Unfortunately, not everyone has access immediate access to nature and acres of natural landscape to explore. Grace Farms, open the public (see our hours), provides a welcoming and peaceful space that invites people of all ages and backgrounds to discover Grace Farms through our public programming or through self exploration. Grace Farms was intentionally designed to create a continuous connection between nature and architecture, breaking down boundaries between people, architecture, and nature. The River building, designed by Pritzker Prize-winning architects Kazuyo Sejima and Ryue Nishizawa, is embedded into acres of natural habitats.
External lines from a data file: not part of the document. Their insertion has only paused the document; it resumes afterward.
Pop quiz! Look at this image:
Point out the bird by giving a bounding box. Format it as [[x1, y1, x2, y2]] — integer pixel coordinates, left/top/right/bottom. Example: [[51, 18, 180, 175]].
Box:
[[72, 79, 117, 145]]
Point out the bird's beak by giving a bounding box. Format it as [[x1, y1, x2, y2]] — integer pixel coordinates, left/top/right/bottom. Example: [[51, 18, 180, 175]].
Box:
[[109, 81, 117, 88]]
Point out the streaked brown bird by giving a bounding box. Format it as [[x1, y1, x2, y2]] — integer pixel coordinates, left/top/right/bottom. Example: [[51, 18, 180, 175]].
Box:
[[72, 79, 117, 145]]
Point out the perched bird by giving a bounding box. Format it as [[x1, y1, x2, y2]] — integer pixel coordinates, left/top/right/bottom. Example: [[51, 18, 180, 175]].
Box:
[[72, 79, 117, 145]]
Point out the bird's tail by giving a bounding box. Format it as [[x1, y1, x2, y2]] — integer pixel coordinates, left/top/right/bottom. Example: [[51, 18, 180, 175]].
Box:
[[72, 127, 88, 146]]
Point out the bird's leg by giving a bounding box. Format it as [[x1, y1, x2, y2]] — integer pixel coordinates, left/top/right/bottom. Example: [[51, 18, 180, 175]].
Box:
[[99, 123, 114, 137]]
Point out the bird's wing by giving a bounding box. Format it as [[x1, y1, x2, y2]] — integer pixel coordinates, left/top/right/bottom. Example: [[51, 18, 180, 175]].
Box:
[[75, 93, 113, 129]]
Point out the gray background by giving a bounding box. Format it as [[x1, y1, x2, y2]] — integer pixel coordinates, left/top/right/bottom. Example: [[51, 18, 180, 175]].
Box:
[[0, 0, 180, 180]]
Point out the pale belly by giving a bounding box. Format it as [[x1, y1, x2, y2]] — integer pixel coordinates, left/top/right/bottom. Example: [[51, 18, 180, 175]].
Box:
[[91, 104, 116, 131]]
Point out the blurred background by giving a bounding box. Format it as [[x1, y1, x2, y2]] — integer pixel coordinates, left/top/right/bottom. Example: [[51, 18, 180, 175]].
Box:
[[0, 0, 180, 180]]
Regardless of where people are in the River building, they are always aware of the surrounding landscape and wildlife, including many species of birds, pollininators, and our resident snapping turtle.
“Surrounded by peace and welcomed into this awe-inspiring landscape that has been infused by constant interplay of ideas, people are likely to experience a new sense of perspective and purpose.” – Sharon Prince, CEO and Founder, Grace Farms Foundation.
The intent is to pause
The intent is to pause. Another intent is to invite the community and a broad selection of cross-sector leaders, including our initiative experts, to address the most pressing humanitarian issues of our time, such as forced labor in the built environment. As we explore the trees and forest this Earth Day, we’re mindful of this purposeful link to our work.
The launch of Design for Freedom in October 2020, a new initiative and moment joined by more than 80 leaders from the ecosystem of the build environment, aims to remove forced labor from the building materials supply chain. As we examined the building materials most at-risk of using forced labor in our ground-breaking Design for Freedom report, we addressed how “timber is one of the most widely used construction materials in the world and is ranked as the fifth largest product (by value) at risk of forced labor imported into the U.S.” [8]
We are working with leaders in the built environment, as well as leading educational institutions and policy makers, to make institutional changes and to activate Design for Freedom Pilot projects. (Learn more about our pilot projects.) As Grace Farms uses this hopeful space to address this and other humanitarian and cultural issues around the world, our trees are part of our hopeful space. They provide space for artists and poets to dream and create, space for architects and designers to reimagine our relationships between nature, architecture and people, and space for all of us to restore and reconnect with our purpose in life.
The Architecture of Trees
On display in our Library is The Architecture of Trees. Written by Italian designers Cesare Leonardi and Franca Stagi, the Princeton Press describes the book as “a legendary and unsurpassed botanical masterwork” that features more than “550 exquisite quill-pen illustrations of 212 tree species.” In their work, “Ms. Stagi meditates on how “nature experiments in infinite ways” within the confines of trees that “grab on to the planet” and thrive only where it suits them.”[9]
“We forget that they breathe every day, leaf by leaf. We forget about their unique and extraordinary ability to draw food and energy from light. We overlook their constant and vital contribution to the life of the planet as they produce oxygen and supply it to all other creatures … Knowing trees means rediscovering this.” – Cesare Leonardi and Franca Stagi
As we celebrate Earth Day at Grace Farms and around the world, perhaps we can pause to meditate on how nature and trees impact our lives in infinite way and how essential they are to our shared humanity and a flourishing life.
[1] “Tree planting ‘has mind-blowing potential’ to tackle climate crisis,” The Guardian, 2019.
[2] Why Native Plants Matter, Audubon.
[3] “American Kestrel,” Department of Energy and Environmental Protection. Rev. 12, 2019.
[4] Roach, Margaret. “Why You Should Plant Oaks,” The New York Times. March 31, 2021.
[5] Ibid.
[6] Fitzgerald, Sunny. “The secret to mindful travel? A walk in the woods,” National Geographic. October 18, 2019.
[7] Aubrey, Allison. “Forest Bathing: A Retreat To Nature Can Boost Immunity And Mood,” NPR. July 17, 2017
[8] Global Slavery Index 2018, Findings by Country – United States, Minderoo Foundation. 2018.
[9] Kahn, M. Eve. “Four Design Books to Spruce Up Your Home,” The New York Times. May 6, 2019.